Well, what feels like a slog for equities results in ever higher prices. Thursday sees the optimism take hold more purposefully with a broader sector rally. Only Healthcare (XLY) and Consumer Staples (XLP) were in the red. The S&P is now 80% higher than its pandemic low just over 1 year ago! A big move in the US 10 year added to the equity optimism with yields slumping to 1.67%.
Fundamentals continue to support equities in the US and Thursday saw further confirmation. Strong PMI data from all major European economies and the US ISM hit 68, higher than the 64 forecast. This data, President Bidens' $2.2 trillion infrastructure plan, and the drop in yields really took any obstacles away from equities and they reacted accordingly. The Nasdaq led the way, recouping some of March's relative underperformance, with a 1.8% gain. The big beasts were led by Amazon +2%, Google and Netflix +3% while Apple lagged home with a +0.7% gain. Tesla once again underperformed actually dropping on the session by -1.1%.
Retail stocks were calm by their standards as most held last weeks gains but failed to push higher. AMC dropped 8% on Friday as the company announced plans for a 500 million share offering. GameStop closed flat on Thursday, not too often you can say that about Gamestop!
Oil took a nice pop from the weakening dollar and OPEC+ cutting production, citing increasing demand! The dollar weakened and headed back toward 1.18 against the Euro, trading at 1.1780 at the US equity close.
S&P 500 SPX Week Ahead
Most European equity markets are closed on Monday for Easter so expect volumes to be light. The US has ISM services data and Factory order due out.
Tuesday sees all markets re open and they will have Good Fridays US jobs report to digest. The market will look for continuing signs of reopening job growth but not too strong to wake the bond yields! The forecast is for 650k jobs added, the prior number was 379k. Something inline or slightly better would be the best case solution.
Wednesday is a quiet one on the data front with MBA mortgage applications the highlight. House price rises have been strong in the last data.
Thursday brings jobless claims with this weeks blip looking to be corrected.
Friday kicks off the inflation data merry go round again with the release of the Producer Price Index. Forecasts are for PPI to come in at +0.5% for March and +2.7% for the year. Core PPI (ex-food and energy, why the focus on this who knows as we all need food and energy!) is forecast at +0.5% month +2.6% yearly. Anything too strong and watch bond yields for directional clues in equities.
Earnings due
A quiet shortened week due to Easter sees few companies report.
Thursday has some action with Pricesmart reporting. EPS is forecast at $1.05. Constellation Brands also hits the tape before the market on Thursday. EPS forecast is $1.52 and revenue of $1.86 billion.

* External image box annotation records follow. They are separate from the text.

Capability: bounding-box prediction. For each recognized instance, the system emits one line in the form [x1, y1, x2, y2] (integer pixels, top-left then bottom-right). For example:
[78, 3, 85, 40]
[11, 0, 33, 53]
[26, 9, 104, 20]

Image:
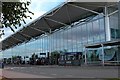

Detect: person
[1, 62, 4, 69]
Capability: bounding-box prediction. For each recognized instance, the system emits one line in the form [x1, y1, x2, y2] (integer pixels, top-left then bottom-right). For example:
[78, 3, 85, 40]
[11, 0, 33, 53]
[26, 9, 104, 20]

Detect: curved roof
[1, 2, 115, 50]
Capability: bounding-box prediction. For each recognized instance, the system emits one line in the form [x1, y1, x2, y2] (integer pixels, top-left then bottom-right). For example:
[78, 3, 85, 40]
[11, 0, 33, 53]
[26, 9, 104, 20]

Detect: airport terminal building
[1, 2, 120, 64]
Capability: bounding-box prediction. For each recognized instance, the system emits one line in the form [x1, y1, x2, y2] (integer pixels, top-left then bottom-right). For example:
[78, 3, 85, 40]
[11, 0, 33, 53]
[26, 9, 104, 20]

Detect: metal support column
[85, 48, 87, 65]
[105, 6, 111, 41]
[101, 44, 105, 66]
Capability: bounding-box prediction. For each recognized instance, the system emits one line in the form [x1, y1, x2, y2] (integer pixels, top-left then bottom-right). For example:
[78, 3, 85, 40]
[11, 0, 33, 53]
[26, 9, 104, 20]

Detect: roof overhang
[1, 2, 116, 50]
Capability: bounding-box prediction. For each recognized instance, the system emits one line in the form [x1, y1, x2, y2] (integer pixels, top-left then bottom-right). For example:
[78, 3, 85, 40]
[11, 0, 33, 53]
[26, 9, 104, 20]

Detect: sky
[0, 0, 66, 41]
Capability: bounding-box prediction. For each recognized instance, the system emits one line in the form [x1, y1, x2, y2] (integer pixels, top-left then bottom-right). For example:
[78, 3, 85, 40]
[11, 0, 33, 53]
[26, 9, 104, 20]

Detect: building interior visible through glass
[2, 2, 120, 65]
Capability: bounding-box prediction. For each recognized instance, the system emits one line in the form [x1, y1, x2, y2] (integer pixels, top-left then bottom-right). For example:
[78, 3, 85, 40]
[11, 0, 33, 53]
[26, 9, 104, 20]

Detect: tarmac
[0, 65, 119, 80]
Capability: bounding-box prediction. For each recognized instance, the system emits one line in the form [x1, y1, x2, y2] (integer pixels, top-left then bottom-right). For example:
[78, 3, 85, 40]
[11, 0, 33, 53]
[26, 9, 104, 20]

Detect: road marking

Also on Thursday, we get results from Apogee Enterprises and Conagra Brands.
S&P 500 SPX Technical analysis
Technically we look good for further gains next week with Thursday producing a close on the highs. MACD continues to remain in bullish territory having given us a bullish signal on Friday. The 3974 level took a while to clear and once this holds the bulls are happy. Below that we have support from our old friends the 9 and 21 day moving averages. Otherwise, a classic bullish series of higher lows and highs is in place. What could go wrong!